L. Joseph Su, Ph.D., M.P.H., a nutritional epidemiologist who researches links between diet and contaminants in food to cancer and health, and Yang Xie, Ph.D., an expert in the field of data science, have been appointed Associate Deans at UT Southwestern.

Dr. Su is Associate Dean for Academic Affairs in the Peter O’Donnell Jr. School of Public Health, which will enroll its first class of students in late 2023. In this new role, Dr. Su will work with faculty to establish a solid foundation of innovative curriculum backed by evidence-based research and to attract a diverse student body.

Dr. Xie, Professor of Population and Data Sciences and in the Lyda Hill Department of Bioinformatics, is Associate Dean for Data Sciences. In this role, also new to the University, she will work with the Provost’s office and other academic leaders to expand quantitative and data science capabilities and expertise at UTSW, establishing an initiative in data science for precision health.

“Drs. Su and Xie bring expertise that will help launch a strong School of Public Health,” said UTSW Medical School Dean W. P. Andrew Lee, M.D., Executive Vice President for Academic Affairs and Provost. “The ability to analyze the large amounts of data now available in order to uncover medical and treatment insights and tailor medicine to individual patients is becoming a bigger component of health care practice. And the work of epidemiologists to discover the health impacts of diet, lifestyle, and environment is a fundamental need in public health.”

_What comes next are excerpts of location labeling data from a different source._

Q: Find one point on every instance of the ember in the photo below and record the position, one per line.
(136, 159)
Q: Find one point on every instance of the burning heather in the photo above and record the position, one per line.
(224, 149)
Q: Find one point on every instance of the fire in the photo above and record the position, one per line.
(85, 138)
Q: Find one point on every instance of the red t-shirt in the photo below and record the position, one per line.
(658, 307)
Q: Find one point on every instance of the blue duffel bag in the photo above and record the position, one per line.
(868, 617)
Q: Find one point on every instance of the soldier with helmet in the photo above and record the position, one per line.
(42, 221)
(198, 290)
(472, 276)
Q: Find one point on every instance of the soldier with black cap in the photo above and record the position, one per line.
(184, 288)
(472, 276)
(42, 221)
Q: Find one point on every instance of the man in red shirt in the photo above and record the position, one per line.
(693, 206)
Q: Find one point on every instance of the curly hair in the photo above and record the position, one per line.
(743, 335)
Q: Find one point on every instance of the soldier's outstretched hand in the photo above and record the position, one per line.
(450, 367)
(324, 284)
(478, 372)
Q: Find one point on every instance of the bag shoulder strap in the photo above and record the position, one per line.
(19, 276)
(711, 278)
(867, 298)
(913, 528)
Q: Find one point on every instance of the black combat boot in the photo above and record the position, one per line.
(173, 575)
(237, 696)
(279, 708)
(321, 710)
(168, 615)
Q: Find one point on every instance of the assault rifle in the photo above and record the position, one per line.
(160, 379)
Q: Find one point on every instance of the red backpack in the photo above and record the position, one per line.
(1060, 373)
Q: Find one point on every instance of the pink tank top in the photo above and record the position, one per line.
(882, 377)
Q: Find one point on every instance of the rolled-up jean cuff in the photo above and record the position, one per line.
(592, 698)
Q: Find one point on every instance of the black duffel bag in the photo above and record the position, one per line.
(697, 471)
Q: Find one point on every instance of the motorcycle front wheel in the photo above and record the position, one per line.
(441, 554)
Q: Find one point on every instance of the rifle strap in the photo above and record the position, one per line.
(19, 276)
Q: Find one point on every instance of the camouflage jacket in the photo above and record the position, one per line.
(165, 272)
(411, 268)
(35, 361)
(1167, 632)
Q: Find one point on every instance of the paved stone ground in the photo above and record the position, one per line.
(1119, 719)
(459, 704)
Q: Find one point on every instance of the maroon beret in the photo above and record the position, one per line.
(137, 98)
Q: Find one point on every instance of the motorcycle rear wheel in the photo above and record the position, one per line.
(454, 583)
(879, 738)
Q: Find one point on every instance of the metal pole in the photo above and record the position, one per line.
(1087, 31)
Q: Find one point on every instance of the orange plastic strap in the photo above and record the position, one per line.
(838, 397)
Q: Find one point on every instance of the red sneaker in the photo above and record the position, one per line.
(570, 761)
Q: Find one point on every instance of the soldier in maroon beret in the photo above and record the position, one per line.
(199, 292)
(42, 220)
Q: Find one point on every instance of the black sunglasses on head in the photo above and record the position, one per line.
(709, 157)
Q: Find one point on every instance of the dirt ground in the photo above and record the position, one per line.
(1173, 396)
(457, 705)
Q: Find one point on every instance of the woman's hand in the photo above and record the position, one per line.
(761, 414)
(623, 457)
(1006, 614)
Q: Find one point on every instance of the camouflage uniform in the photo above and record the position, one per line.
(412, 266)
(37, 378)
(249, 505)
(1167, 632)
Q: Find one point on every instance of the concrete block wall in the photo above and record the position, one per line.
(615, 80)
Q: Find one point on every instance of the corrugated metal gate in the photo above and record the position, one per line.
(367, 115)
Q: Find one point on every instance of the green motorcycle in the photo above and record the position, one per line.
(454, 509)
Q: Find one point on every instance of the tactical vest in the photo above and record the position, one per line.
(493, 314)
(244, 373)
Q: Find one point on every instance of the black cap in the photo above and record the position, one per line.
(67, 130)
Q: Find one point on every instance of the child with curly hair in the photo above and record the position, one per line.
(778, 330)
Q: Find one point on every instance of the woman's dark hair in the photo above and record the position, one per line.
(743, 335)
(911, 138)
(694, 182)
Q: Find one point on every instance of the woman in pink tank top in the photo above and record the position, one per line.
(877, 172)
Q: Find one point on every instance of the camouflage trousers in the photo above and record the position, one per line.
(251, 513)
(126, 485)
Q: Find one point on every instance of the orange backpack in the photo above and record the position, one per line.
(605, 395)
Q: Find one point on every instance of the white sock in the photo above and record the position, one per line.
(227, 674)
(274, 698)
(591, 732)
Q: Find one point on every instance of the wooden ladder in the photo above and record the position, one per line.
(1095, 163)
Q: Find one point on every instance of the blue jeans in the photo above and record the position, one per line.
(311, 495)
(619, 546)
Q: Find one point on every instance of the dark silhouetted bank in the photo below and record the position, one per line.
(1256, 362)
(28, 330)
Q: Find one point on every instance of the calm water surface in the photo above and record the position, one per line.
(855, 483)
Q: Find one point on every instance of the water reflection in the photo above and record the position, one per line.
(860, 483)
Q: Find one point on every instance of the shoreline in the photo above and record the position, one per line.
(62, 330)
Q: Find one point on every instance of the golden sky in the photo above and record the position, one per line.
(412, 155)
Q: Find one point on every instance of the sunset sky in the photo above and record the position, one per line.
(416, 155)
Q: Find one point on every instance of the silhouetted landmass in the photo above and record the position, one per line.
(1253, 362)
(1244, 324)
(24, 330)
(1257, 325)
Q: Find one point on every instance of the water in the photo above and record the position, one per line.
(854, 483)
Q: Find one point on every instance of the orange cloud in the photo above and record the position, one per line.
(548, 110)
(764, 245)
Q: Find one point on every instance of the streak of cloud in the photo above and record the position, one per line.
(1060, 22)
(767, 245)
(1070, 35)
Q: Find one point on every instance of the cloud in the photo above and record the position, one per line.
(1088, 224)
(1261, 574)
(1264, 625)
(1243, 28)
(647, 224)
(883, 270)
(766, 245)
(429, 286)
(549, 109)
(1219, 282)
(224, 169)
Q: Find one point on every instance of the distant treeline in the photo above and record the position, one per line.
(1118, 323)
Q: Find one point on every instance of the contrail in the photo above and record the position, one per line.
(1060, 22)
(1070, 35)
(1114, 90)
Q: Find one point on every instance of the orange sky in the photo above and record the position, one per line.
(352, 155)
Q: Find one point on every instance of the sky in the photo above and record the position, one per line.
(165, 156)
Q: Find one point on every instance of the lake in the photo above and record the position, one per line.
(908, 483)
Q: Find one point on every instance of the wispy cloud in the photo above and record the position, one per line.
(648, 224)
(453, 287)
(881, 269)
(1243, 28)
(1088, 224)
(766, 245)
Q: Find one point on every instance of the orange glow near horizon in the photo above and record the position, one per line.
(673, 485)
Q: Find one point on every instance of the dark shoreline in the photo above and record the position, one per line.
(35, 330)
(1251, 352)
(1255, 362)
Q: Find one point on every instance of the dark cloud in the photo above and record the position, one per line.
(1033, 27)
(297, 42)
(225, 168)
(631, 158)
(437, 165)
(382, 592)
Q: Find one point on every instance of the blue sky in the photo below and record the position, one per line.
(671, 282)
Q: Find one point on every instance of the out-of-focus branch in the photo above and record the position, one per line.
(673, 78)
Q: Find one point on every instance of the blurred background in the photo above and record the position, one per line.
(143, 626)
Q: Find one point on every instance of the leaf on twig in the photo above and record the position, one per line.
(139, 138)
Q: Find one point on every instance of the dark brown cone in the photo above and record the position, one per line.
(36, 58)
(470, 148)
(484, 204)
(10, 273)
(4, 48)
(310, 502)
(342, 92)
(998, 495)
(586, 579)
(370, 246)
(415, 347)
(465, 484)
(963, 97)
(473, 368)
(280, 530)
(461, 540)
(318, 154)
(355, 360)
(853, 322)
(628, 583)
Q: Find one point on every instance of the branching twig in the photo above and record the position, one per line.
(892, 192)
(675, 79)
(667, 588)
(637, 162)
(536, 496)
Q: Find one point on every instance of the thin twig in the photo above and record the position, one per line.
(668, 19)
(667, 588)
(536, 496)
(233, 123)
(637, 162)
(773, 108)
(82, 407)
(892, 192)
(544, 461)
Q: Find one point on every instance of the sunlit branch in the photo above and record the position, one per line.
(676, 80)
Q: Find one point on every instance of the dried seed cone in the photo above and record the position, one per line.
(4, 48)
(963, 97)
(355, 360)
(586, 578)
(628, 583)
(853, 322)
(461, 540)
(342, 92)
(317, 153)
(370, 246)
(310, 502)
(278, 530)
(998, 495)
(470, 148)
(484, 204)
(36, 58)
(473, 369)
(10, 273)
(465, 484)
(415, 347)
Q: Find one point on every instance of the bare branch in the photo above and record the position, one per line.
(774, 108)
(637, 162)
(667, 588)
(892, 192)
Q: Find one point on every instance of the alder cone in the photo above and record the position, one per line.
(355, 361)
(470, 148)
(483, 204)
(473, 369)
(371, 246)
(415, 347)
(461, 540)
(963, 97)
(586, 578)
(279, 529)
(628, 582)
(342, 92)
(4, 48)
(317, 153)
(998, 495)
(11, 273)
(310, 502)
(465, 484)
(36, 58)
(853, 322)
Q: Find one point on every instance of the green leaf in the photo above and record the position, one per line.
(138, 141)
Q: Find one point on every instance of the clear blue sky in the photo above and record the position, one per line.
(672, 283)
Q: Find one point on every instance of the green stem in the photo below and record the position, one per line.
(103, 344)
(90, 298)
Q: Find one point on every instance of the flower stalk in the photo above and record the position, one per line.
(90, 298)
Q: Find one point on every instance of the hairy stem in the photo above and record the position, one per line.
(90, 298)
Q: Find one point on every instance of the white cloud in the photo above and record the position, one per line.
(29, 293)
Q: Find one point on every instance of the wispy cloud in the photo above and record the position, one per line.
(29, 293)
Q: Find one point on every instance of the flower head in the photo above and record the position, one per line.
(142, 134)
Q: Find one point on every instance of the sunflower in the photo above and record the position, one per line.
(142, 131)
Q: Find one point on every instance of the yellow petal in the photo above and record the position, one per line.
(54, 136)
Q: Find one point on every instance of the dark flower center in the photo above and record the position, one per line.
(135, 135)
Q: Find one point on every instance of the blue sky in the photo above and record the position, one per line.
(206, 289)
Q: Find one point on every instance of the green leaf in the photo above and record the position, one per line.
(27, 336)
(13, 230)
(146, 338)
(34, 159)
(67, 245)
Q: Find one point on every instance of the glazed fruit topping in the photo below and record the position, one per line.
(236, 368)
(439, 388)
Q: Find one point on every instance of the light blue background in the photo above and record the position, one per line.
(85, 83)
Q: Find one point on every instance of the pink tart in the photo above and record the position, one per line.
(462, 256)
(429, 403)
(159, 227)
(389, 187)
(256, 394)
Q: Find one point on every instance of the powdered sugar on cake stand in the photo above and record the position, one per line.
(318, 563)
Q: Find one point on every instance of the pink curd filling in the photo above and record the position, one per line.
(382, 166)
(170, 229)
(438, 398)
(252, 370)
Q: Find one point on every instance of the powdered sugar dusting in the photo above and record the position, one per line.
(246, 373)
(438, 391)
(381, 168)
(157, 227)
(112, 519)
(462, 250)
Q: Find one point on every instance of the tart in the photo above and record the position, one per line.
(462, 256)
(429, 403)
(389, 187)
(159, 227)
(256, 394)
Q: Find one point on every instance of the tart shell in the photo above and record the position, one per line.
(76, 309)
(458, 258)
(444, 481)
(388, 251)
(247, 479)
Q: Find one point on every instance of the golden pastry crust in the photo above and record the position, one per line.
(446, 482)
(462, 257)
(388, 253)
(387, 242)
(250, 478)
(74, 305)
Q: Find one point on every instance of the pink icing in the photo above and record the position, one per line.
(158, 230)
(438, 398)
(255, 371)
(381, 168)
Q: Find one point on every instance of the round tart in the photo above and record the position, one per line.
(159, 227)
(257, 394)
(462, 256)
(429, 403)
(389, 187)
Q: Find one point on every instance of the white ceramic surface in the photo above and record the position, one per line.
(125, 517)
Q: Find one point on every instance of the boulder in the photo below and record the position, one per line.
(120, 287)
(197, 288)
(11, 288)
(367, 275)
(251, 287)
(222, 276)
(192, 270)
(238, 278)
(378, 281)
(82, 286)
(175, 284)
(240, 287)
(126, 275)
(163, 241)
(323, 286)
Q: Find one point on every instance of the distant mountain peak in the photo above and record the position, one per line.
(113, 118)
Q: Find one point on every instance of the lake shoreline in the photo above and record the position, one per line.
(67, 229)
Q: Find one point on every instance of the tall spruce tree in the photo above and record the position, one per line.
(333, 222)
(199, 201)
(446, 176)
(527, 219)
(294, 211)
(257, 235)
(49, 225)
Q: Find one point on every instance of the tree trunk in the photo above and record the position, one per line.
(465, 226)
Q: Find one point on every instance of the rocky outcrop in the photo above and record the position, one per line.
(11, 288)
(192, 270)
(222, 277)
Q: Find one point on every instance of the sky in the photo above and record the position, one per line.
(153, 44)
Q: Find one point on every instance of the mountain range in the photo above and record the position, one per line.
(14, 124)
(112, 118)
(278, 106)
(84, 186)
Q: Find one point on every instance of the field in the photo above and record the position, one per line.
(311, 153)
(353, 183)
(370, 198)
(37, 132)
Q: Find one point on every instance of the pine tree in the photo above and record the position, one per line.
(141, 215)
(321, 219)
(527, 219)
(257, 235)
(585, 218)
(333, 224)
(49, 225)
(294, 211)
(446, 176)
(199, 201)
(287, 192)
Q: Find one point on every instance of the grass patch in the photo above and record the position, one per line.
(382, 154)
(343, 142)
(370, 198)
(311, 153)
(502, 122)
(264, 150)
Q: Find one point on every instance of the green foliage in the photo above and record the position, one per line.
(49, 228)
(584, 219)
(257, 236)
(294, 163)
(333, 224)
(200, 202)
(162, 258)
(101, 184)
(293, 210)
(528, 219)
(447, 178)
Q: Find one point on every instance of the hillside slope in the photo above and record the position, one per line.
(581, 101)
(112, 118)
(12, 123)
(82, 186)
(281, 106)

Dr. Su comes to UTSW from the University of Arkansas for Medical Sciences, where he was a founding member of the Center for Dietary Supplements Research; Associate Director of Population Sciences and co-Director of Cancer Control and Population Sciences at the Winthrop P. Rockefeller Cancer Institute; and Professor in the Fay W. Boozman College of Public Health. He received undergraduate degrees from Chung Yuan Christian University in Taiwan and the University of Minnesota. Dr. Su received his M.P.H. in public health nutrition at the University of Minnesota and a Ph.D. in nutritional epidemiology from the University of North Carolina at Chapel Hill.

He plans to continue research into what dietary components affect aggressive growth or predisposition to cancer. One study found an increased risk for pancreatic cancer in those with exposure to cadmium, a heavy metal that has been detected in rice. He has also researched why African American males are more likely to suffer from prostate cancer and are twice as likely to die from the disease.

Dr. Xie, who joined UTSW in 2006, was the founding Director of the Quantitative Biomedical Research Center. She is also the founding Director of the Data Science Shared Resource core that provides informatics and data management and analytics support for Harold C. Simmons Comprehensive Cancer Center researchers. She was named Principal Investigator and Director of a $5.4 million Cancer Prevention and Research Institute of Texas grant to establish and support data science research for pediatric cancer.

Dr. Xie received her undergraduate degree in medicine from Peking University Health Science Center in Beijing and a master’s degree in epidemiology from Peking Union Medical College, also in Beijing. She received a Ph.D. in biostatistics from the University of Minnesota Twin Cities.

“I feel honored to serve as the inaugural Associate Dean of Data Sciences because data science is playing increasing roles in all aspects of medical research,” Dr. Xie said. “How to analyze, interpret, and utilize this data to understand biology to help with patient care and public health – that has become more and more important.”

One hope for using data science is to predict an individual patient’s treatment response to the available drugs, she said. Combining data science analytics of patient genomics, clinical and lab data – along with imaging and artificial intelligence that lets algorithms predict patients’ responses to therapy – may soon lead to such tailored treatment strategies, Dr. Xie added.

Her goals are to promote or develop: innovative data science and artificial intelligence research for biomedicine and population health; close collaboration among data science and biomedical, clinical, and population research and practice; data science infrastructure development for biomedical research; and data science education programs.